CS224W Machine Learning with Graphs
Lecture 8
Title: Graph Neural Networks
Date: 2020. 04. 17 (FRI) ~ 2020. 04. 20 (MON)
Materials: Slides YouTube
Additional Materials: Pooling, GNN
Shallow Encoders(Node Embedding)
- Map nodes in original graph to \(d\)-dimensional embedding space
- \[ENC(v) = z_v\]
- Goal is that the the doc product of two node points in the embedding vector close to similarity of two nodes
- \[similarity(u, v) \approx z_v^\intercal z_u\]
- Limitation
- Every node has its own uniques embedding
- Cannot generate embedding for nodes that are not seen during training
- Do not incorporate node features
Deep Graph Encoders
- Using neural networks to encode and combining with node similarity functions
- The challenge is the Modern ML/DL Toolboxes specialized the simple data type(sequences or grids)
- Graph doesn’t have reference point(where to move)
- Naive Approach
- Using Adjacency matrix and feature to apply neural net
- Issues
- too many parameters(# of the nodes and # of features)

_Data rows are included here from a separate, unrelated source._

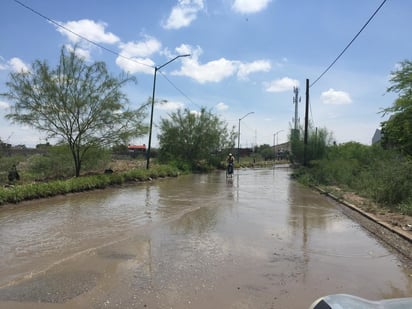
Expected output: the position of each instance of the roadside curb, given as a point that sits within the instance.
(401, 234)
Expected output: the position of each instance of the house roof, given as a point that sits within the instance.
(137, 147)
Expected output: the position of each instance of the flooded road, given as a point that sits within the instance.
(258, 240)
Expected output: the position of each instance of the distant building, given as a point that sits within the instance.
(136, 150)
(377, 136)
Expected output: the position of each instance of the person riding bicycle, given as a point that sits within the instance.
(230, 160)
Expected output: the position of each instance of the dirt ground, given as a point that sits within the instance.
(392, 228)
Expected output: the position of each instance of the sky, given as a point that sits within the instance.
(246, 57)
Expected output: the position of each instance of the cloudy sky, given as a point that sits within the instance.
(246, 56)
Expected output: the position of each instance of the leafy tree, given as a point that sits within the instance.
(266, 151)
(192, 139)
(397, 130)
(318, 141)
(80, 104)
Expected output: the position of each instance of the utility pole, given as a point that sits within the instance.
(306, 124)
(295, 101)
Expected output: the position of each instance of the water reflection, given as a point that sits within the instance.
(258, 231)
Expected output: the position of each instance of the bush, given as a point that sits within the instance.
(382, 175)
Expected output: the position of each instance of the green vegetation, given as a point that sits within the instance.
(384, 176)
(79, 104)
(397, 130)
(194, 141)
(15, 194)
(382, 172)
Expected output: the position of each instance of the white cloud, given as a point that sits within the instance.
(249, 6)
(196, 113)
(4, 105)
(215, 70)
(3, 65)
(281, 85)
(136, 65)
(18, 65)
(222, 106)
(170, 106)
(135, 55)
(183, 14)
(335, 97)
(256, 66)
(145, 48)
(93, 31)
(80, 52)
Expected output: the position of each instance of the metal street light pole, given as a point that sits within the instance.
(238, 137)
(276, 140)
(153, 99)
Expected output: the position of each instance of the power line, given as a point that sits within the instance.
(81, 36)
(101, 46)
(179, 90)
(350, 43)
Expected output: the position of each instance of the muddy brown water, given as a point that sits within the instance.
(258, 240)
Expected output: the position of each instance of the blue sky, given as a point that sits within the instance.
(246, 56)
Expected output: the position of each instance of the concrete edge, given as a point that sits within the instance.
(393, 229)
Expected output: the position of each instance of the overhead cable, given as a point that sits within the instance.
(350, 43)
(81, 36)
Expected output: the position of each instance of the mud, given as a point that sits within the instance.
(258, 240)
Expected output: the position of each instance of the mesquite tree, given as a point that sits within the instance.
(78, 103)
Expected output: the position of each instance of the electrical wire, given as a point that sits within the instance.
(179, 90)
(350, 43)
(102, 47)
(80, 36)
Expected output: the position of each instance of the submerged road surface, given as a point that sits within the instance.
(258, 240)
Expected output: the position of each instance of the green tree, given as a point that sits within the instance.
(194, 138)
(82, 105)
(397, 130)
(266, 151)
(315, 149)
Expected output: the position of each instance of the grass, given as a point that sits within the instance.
(29, 191)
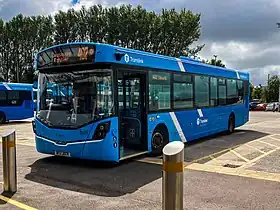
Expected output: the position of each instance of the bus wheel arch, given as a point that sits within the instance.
(2, 117)
(160, 138)
(231, 123)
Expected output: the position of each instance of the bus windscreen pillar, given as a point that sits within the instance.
(173, 176)
(9, 161)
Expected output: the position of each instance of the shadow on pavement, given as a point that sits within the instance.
(92, 177)
(199, 150)
(7, 195)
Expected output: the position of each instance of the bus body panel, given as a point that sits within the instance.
(183, 125)
(79, 142)
(161, 118)
(22, 111)
(198, 123)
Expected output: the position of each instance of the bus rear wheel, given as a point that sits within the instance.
(231, 124)
(2, 118)
(159, 140)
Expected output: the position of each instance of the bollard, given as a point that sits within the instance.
(9, 161)
(173, 176)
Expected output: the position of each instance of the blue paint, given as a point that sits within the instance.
(195, 123)
(73, 2)
(13, 93)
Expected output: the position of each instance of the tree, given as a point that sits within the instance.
(170, 33)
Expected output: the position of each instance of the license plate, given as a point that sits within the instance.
(64, 154)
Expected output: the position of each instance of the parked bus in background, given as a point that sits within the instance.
(16, 101)
(122, 102)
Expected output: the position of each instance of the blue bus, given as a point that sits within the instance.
(119, 103)
(16, 101)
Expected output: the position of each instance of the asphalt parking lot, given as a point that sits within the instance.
(238, 171)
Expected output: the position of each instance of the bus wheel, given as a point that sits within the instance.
(159, 140)
(231, 124)
(2, 118)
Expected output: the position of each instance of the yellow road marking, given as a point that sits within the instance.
(212, 158)
(238, 155)
(31, 144)
(267, 143)
(16, 203)
(253, 161)
(274, 138)
(235, 172)
(247, 145)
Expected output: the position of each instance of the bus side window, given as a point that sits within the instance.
(201, 91)
(159, 91)
(232, 95)
(14, 98)
(240, 89)
(183, 91)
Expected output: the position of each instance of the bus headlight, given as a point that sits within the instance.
(101, 130)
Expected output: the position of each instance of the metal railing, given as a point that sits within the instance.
(173, 176)
(9, 161)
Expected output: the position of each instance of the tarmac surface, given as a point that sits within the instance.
(238, 171)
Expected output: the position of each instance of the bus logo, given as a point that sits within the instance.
(201, 121)
(126, 58)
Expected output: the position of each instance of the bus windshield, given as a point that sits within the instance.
(78, 97)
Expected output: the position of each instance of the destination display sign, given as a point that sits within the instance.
(66, 55)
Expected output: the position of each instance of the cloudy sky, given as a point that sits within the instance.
(243, 33)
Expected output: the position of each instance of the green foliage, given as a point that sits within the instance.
(169, 33)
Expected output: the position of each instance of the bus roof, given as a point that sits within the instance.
(15, 86)
(113, 54)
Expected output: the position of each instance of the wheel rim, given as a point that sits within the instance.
(157, 141)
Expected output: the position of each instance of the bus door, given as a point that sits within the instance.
(132, 113)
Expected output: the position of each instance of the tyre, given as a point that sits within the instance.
(159, 139)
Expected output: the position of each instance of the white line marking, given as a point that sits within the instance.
(200, 113)
(7, 86)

- It’s not applicable to graphs of different sizes
- It’s not invariant to node ordering
Basics of Deep Learning for Graphs
-
GCN (Graph Convolution Networks)
- Key concepts
- Understanding local network neighborhoods
- Stacking multiple layers
- Graph \(G\)
- \(V\): vertex set
- \(A\): adjacency matrix
- \(X \in \mathbb{R}^{m \times │V│}\): matrix of node features
- Aggregate Neighbors
- Generate embeddings based on local network neighborhoods
- Using neural networks, nodes aggregate information from their neighbors(within certain steps)
- Compute every nodes, Every nodes have the different neural networks
- Aggregation
- Basically, the average information from neighbors to apply a neural network
- The Math: Deep Encoder
- \(h_v^0 = x_v\): 0-th layer of node \(v\) equals to the features of node \(v\)
- \(z_v = h_v^K\): The final result(embedding) is the result of last layer(\(K\))
- \(h_v^k\): The result of every layer(except last layer)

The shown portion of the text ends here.